​I’m sure everyone is expecting me to say that my biggest disappointment is the fact that my child is disabled in the first place.

​Well it’s not.

Don’t get me wrong, I’d never wish for her to be disabled.

This isn’t the path I’d have chosen for her, for me, for any of us. But now we’re on it, we’re making the best of it.

No, no my biggest disappointment is my parents.

My disabled child’s grandparents.

Never did I imagine they would have been such a disappointment.

Never did I imagine that they’d so totally and utterly let her down and let me down.

When we’ve embraced it, they’ve ran a mile. When the going got tough, they got going.

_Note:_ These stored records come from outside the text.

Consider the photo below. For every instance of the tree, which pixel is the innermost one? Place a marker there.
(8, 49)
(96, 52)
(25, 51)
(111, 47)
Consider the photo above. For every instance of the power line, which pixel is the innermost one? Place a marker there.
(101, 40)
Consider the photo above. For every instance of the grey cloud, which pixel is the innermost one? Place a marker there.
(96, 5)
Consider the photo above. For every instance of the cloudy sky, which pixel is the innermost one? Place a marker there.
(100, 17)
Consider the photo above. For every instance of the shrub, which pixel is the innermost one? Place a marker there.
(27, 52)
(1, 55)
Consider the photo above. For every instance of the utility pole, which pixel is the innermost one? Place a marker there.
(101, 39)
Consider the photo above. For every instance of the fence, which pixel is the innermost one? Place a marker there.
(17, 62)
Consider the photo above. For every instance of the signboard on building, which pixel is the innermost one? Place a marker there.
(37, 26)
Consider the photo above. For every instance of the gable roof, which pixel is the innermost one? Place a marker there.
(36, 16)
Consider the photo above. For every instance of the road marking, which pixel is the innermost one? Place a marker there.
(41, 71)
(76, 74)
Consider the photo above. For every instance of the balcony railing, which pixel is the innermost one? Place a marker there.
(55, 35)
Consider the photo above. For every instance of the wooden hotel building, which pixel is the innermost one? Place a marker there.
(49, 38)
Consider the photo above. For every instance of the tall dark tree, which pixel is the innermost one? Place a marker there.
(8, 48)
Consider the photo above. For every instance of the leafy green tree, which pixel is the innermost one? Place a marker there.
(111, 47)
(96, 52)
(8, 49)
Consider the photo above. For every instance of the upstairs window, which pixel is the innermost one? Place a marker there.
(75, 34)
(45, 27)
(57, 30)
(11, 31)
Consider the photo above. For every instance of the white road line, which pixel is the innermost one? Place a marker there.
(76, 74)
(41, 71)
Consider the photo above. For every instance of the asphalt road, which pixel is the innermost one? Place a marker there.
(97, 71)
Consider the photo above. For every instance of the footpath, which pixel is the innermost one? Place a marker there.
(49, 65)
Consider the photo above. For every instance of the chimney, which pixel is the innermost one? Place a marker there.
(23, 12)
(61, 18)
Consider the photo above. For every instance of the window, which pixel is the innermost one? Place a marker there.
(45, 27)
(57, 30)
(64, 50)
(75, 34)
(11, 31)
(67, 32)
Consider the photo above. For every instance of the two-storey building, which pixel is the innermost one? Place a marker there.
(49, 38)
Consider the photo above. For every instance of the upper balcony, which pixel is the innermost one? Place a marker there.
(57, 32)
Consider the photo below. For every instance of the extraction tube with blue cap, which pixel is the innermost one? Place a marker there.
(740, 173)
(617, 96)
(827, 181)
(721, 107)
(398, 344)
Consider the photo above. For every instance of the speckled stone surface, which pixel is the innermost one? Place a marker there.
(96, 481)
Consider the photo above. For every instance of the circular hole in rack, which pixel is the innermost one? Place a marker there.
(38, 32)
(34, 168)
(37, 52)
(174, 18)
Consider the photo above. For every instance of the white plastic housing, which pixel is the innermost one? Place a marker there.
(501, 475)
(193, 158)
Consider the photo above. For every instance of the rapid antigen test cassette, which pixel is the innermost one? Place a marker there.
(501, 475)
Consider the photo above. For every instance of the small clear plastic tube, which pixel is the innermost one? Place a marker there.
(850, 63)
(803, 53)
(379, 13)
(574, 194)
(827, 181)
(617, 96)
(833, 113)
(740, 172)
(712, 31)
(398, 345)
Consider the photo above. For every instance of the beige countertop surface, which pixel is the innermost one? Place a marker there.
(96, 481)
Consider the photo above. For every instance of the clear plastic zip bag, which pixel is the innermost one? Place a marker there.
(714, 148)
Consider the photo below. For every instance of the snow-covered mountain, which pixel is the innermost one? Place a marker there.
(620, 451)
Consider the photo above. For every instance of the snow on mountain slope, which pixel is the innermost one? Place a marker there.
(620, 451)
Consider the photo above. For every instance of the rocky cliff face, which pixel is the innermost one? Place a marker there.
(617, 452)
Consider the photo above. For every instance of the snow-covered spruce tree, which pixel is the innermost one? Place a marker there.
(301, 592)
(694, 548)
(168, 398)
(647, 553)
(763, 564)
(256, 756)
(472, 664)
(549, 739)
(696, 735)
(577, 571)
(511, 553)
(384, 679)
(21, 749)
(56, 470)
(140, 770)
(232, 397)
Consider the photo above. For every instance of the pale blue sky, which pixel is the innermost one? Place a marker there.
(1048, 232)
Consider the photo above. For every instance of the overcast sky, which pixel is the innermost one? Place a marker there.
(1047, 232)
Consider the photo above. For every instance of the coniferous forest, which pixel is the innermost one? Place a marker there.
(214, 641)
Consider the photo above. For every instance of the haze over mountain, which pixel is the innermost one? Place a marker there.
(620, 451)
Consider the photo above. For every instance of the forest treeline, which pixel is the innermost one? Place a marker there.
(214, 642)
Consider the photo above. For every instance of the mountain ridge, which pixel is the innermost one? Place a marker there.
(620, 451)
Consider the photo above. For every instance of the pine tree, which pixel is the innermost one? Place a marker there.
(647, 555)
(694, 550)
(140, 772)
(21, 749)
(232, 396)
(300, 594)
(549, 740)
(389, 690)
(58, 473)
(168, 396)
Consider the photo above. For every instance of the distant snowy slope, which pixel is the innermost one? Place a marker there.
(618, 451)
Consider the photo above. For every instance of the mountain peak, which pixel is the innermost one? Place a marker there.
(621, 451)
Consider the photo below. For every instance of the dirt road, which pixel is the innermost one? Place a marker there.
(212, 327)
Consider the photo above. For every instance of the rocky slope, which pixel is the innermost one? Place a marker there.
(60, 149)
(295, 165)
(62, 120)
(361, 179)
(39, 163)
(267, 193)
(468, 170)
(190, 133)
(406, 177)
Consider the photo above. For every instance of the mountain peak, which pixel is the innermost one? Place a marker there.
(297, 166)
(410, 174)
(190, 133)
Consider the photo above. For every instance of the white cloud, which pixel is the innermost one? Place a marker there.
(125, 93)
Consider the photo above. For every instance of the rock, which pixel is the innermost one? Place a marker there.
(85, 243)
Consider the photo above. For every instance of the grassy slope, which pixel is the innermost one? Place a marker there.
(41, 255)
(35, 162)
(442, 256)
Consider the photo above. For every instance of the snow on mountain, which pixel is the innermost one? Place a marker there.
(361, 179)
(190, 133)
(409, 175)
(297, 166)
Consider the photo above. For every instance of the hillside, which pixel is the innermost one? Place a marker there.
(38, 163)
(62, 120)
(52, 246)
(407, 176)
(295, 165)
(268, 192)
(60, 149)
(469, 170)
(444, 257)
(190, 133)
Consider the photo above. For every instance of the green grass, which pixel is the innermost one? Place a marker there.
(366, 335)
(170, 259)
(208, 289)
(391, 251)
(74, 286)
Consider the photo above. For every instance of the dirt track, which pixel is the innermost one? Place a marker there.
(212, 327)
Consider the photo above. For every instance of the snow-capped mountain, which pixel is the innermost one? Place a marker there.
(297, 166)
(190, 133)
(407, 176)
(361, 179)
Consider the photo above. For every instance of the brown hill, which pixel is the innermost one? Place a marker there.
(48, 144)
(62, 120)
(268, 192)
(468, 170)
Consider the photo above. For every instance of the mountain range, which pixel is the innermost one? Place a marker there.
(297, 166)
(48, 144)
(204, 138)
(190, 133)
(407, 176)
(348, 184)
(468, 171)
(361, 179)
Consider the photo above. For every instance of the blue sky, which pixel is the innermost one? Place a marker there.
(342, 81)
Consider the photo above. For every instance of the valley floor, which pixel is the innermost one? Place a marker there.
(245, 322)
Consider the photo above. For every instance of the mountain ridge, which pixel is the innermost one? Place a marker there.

The early signs were there that my parents wouldn’t feel ‘comfortable’ with the fact that they had a disabled grandchild.

They struggled to interact with her in any way. My dad even refused to lift her. It was difficult to ignore comments like ‘This sort of thing never happened in our day.’

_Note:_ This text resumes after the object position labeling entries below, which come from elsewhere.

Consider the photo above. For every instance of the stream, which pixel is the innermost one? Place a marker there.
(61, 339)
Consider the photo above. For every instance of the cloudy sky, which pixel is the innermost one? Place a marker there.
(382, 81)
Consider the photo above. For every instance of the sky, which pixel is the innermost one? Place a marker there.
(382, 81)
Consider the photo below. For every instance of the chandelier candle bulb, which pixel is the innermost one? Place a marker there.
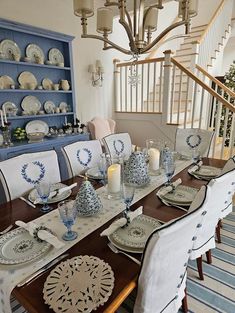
(104, 20)
(154, 159)
(114, 178)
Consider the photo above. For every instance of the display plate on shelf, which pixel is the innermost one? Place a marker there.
(37, 126)
(10, 108)
(6, 82)
(55, 56)
(47, 84)
(34, 53)
(31, 104)
(18, 246)
(49, 107)
(10, 49)
(27, 80)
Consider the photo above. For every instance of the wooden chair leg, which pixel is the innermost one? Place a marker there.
(208, 256)
(199, 268)
(219, 225)
(185, 303)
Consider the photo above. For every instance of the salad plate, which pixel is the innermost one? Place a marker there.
(133, 237)
(18, 246)
(6, 82)
(47, 84)
(55, 56)
(31, 104)
(10, 108)
(27, 80)
(37, 126)
(49, 107)
(10, 49)
(34, 53)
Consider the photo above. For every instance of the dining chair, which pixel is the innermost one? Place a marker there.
(189, 138)
(217, 196)
(19, 174)
(81, 155)
(100, 127)
(118, 144)
(162, 279)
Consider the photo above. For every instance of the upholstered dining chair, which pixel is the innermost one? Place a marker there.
(217, 196)
(19, 174)
(189, 138)
(118, 144)
(81, 155)
(100, 127)
(163, 273)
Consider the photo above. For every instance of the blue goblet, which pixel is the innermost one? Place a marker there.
(68, 216)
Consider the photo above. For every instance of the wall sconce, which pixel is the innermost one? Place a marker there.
(97, 72)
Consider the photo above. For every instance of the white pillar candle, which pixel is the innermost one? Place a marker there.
(114, 178)
(154, 159)
(104, 20)
(2, 122)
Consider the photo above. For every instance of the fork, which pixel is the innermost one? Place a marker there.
(116, 250)
(6, 229)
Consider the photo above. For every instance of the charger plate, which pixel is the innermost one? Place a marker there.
(18, 246)
(79, 285)
(182, 195)
(133, 237)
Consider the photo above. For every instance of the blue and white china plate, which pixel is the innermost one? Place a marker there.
(33, 195)
(18, 246)
(133, 237)
(182, 195)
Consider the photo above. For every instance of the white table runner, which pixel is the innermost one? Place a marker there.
(11, 275)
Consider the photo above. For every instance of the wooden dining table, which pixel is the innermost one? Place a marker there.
(125, 270)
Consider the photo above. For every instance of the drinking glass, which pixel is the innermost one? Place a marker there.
(43, 189)
(68, 216)
(128, 192)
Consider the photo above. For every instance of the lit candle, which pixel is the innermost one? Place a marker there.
(154, 158)
(114, 178)
(2, 122)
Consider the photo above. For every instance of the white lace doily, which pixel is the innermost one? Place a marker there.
(79, 285)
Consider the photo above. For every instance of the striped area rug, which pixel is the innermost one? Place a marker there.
(217, 292)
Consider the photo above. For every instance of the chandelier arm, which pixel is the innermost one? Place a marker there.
(108, 42)
(159, 37)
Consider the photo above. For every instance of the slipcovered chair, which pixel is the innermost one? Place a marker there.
(100, 127)
(163, 273)
(218, 195)
(189, 138)
(18, 175)
(117, 145)
(81, 155)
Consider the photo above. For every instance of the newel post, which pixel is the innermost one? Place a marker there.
(167, 70)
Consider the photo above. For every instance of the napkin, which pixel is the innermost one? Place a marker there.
(121, 222)
(163, 191)
(42, 234)
(56, 192)
(195, 167)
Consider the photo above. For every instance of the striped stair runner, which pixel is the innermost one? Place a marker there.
(216, 293)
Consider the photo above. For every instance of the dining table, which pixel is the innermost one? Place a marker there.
(30, 296)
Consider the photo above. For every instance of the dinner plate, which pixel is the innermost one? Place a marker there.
(80, 284)
(182, 195)
(133, 237)
(31, 104)
(27, 80)
(207, 171)
(55, 56)
(18, 246)
(37, 126)
(34, 53)
(10, 49)
(33, 195)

No mum, it did, it really did. Previous generations just locked their disabled relatives in institutions to forever forgotten.’

Leaflets about our daughter’s condition were pushed to one side, left unread and eventually dropped in to the recycling bin. I was unfriended from Facebook because I posted too much about special needs issues.

Discussions about her future were quickly closed down, never to be spoken about.

In my family, the rules are simple; do not draw attention to yourself & do not make a scene.

That’s kind of impossible with a child with special needs. Loud noises, flapping and strange behaviours are usually part of the package.

You learn to grow a thick skin, ignore the stares and get on with living life the best you can.

They just couldn’t do it - she was an embarrassment to them. And over time they stopped coming out with us and their visits to our home got less and less.

Excuses were made at Christmas because it was no longer the relaxing event they expected it to be. Birthday cards were put in the post and not hand delivered with a present as they had been in the past.

Ten years on and we very rarely see them.

It’s sad isn’t it?

I’ve come to terms with it, it still hurts but not as much as it used to. But what I find difficult to comprehend is how they managed to do a fairly good job with me yet could not step up to the mark and be a great grandparent.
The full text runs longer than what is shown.